Production Readiness
If you want to take this agent out of a sandbox and deploy it in a real production system, the graph-based state machine is already built for it. You wouldn't need to rewrite the core flow.
In a real environment, you'd make three concrete upgrades:
State Persistence
Instead of keeping the session state in a FastAPI memory dict or saving the sessions on the user's browser, you would swap out the checkpointer for a database like PostgreSQL or Redis. This lets a researcher start a search, go to lunch, and resume the review days later without losing their progress when a container restarts.
Task Queuing
Phase two (downloading PDFs, segmenting text, and running the gap analysis) is slow and compute-heavy. Running this inside a direct HTTP request will eventually cause timeouts. In production, you'd push these tasks onto a worker queue like Celery or Temporal and have the frontend query the progress over WebSockets.
Private Repositories
Most research teams don't just read public papers. They have internal document libraries, patents, and shared wikis. The fetch node can be extended to search these private data stores alongside the public APIs by plugging in a local vector search engine.

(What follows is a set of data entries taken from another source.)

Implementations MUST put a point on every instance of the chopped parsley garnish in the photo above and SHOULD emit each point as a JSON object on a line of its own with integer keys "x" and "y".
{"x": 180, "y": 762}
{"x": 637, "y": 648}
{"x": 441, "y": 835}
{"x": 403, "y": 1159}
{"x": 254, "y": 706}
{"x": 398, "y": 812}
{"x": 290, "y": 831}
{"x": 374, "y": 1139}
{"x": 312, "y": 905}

Because the state is governed by a strict TypedDict contract, these changes are structural swaps rather than logic rewrites.
Where this goes
The piece I'd keep no matter what is the checkpoint. The most useful thing this project does isn't the summarizing any capable model can do. It's that the agent searches for the exact papers you were trying to dig up from arXiv or Scholar and stops and shows its work before committing to it, and once it's done, you can interrogate what it wrote and send it back out after the threads it found. The obvious extensions all build on that. Let the assistant edit and re-rank without leaving the report. Follow a strong paper's citations the way a person would, instead of stopping at the first search. Persist across machines, not just across a refresh.
But the core is done, and the core is the part I wanted: a research question goes in one end, and a review you'd actually hand to someone comes out the other, with a human in the loop at the one moment it counts.